6) What do you wear on the court when you are coaching? (sweater, suit and tie, latex bib overalls, etc.)
Don Nelson's fish tie, although as a bandana (covers the fins nicely). I won it from him in a game of Bourre back in '87. I also sport LaPhonso Ellis's hightop fade (which I just copied, no need for gambling). Also a neat Hilter 'stache, a la Jordan. And muttonchops. Can't forget the muttonchops.
7) You are at a roundtable discussion with 5 people (living or dead, interpreters will be provided) of your choosing. Who are they and what single subject (just 1) are you discussing?
Abraham Lincoln,
William H. Seward, Salmon P. Chase, Simon Cameron and Edward Bates to discuss who the hell invited Madame Curie to the ******* military experiments? I still have fins to this very day!
8) optional - What is the most embarrassing thing you ever did or had done to you?
I once showed up for a state dinner without sporting my muttonchops! Abe never let me hear the end of that one. And Johnson just wouldn't let it go. Said the people would never support a baby-faced vice president. But I digress...

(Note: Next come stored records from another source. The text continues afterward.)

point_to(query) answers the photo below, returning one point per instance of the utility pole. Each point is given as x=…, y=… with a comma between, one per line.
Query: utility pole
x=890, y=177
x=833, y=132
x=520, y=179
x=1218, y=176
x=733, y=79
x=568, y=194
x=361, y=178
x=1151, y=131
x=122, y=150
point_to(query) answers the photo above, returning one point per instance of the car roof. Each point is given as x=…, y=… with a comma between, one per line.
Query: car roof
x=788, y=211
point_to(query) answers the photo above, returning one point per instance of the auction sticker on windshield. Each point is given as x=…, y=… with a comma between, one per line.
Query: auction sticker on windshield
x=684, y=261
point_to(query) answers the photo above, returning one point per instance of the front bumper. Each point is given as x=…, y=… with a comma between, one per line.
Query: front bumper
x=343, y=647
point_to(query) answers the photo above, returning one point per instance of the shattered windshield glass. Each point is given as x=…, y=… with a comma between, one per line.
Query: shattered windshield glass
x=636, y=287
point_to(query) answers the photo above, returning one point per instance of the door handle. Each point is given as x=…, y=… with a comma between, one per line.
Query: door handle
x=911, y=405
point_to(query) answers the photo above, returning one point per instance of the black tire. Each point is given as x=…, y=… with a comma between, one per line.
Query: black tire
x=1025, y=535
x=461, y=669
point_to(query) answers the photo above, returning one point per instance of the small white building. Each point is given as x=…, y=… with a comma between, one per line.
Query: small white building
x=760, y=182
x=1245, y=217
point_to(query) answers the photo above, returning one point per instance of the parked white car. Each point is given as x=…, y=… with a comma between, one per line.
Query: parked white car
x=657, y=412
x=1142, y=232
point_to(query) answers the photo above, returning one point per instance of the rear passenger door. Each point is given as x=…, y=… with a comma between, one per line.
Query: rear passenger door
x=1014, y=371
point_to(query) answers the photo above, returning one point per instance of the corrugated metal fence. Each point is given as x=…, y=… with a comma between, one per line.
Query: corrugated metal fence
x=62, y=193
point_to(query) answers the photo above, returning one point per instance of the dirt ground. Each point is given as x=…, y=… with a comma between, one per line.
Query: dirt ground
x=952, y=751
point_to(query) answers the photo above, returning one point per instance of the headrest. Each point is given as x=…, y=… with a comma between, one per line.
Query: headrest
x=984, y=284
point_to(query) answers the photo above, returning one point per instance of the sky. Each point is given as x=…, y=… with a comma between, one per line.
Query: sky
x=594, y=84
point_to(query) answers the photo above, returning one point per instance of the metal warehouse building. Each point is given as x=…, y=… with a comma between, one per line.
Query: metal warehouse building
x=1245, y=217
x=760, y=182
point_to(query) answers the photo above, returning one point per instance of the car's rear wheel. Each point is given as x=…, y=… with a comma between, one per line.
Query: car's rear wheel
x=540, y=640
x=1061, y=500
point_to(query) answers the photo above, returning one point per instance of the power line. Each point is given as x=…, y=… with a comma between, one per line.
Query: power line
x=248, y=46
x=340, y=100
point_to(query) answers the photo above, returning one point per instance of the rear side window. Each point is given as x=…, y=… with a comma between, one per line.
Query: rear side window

9) optional - You are trapped in the back of a runaway Brinks van heading for a cliff. You have one minute until the crash and all that is available to you is an egg of silly putty, a ball of twine, a dull machete, and a bottle of vinegar. What do you do?
Take the silly putty and work it in your hands until it is warm and pliable. Use the vinegar to clean the machete, than cut the twine into a neat cat's cradle. Tie the rest of the twine to empty bottle. Stick the other end of the twine into the silly putty and stick it to top of the van. Use the cat's cradle as a catapult to launch the bottle and wrap it around the nearest tree. If there is no tree nearby use a bystander. Once the van goes over the cliff, jump out at the same moment the silly putty is pulled from the top of the van. Then walk away because I am immortal.
10) optional - Is there anything else that you are dying to tell us about yourself?
As I mentioned above, I am not dying at all. I did fake my own death on the 4th of July in 1891 because I wanted to be more like Thomas Jefferson and Sam Adams. I used Andrew Johnson's body! Ha! The jokes on him after all isn't it.